Can Clinton stop the implosion?


The storm over Hillary Clinton’s use of a private email account while secretary of state is a useful reminder of the unpredictability of presidential campaigns and the way unexpected events can impact the outcome as much as the underlying fundamentals.

In this case, it’s also a reminder of Clinton’s less appealing aspects. A tendency toward secrecy and questionable ethics have long exemplified both Clintons and earned her presidential husband the derisive sobriquet of “Slick Willie.”

One Democratic critic, former South Carolina Democratic Chairman Dick Harpootlian, predicted Clinton’s seemingly inevitable candidacy will “die by 1,000 cuts” over this and similar issues likely to surface in the next year. There’s a history of Democratic presidential “sure things” collapsing along the nominating path; Democratic Sen. Edmund Muskie’s bid cratered after an emotional outburst in 1972, Sen. Edward Kennedy’s inability to provide a rationale foreshadowed his disastrous run in 1980, and Clinton herself failed in 2008.

Clinton’s quest

But that seems far less likely in 2016, given all Clinton has going for her in her quest to become the nation’s first female president and the lack of a likely competitive Democratic alternative. Without question, she begins as the strongest non-incumbent within memory. The Democratic Party is essentially united behind her, she can raise endless amounts of money, her resume is more extensive than potential rivals, and her experience from 2008 should stand her in good stead.

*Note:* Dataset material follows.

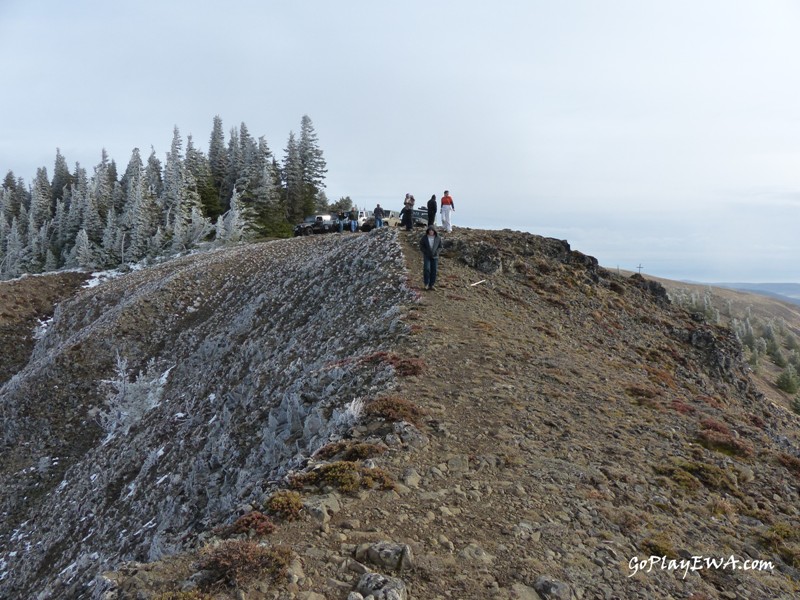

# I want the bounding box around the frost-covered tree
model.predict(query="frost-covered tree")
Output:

Still, there have already been signs that many Americans would prefer a choice other than another Clinton or another Bush. But there are indications, most recently in an NBC News-Wall Street Journal poll, that will be more of a handicap for Jeb Bush than Clinton.

When George W. Bush ran in 2000, most Republicans had warm feelings toward his presidential father, recalling how he successfully managed the 1990-91 Persian Gulf War, the collapse of the Soviet Union and the reunification of Germany. That and the fact the younger Bush surrounded himself with many of the father’s advisers contributed to his narrow victory over Democrat Al Gore.

But now, voters are indicating that they see Jeb Bush, the former Florida governor, less as his father’s son than as his brother’s brother. That’s not helpful, given fresh memories of George W. Bush’s disastrous intervention in Iraq, what many Republicans regard as his administration’s overspending on domestic programs and the onset of the Great Recession during his watch.

By contrast, many voters associate Bill Clinton with his continuing popularity and the good economic times during his presidency more than his ethical peccadillos and even his impeachment. At the same time, Hillary Clinton seems likely to benefit from the country’s continuing demographic diversification, which prominent Republican analyst Whit Ayres said recently poses a big barrier toward a GOP victory in 2016.

In 2012, GOP nominee Mitt Romney “won every significant white group . often by overwhelming margins,” only to lose the election by 5 million votes because Barack Obama “achieved breathtaking majorities among every other racial group,” Ayres wrote in The Wall Street Journal. “Unfortunately, for Republicans,” he added, “the math is only going to get worse,” as the proportion of white voters continues declining. Republicans can’t win “unless they nominate a transformational candidate who can dramatically broaden the GOP’s appeal,” he wrote. Calling Clinton “a more attractive candidate than Obama among whites in culturally conservative regions,” he said the former secretary of state could even win with less of the nonwhite vote than John Kerry polled in 2004.

Demographic challenge

Those numbers pose a formidable demographic challenge for Republicans.

On the other hand, Clinton has shown herself more mistake-prone than someone with her experience should be. There’s no guarantee that won’t continue, and the email incident has further emboldened GOP critics using their latest Benghazi investigation as a political weapon against her.

In the end, the 2016 election may depend on whether Hillary Clinton can control her self-defeating tendencies to ensure the triumph of the superior demographics buoying her candidacy.

Carl P. Leubsdorf is the former Washington bureau chief of the Dallas Morning News.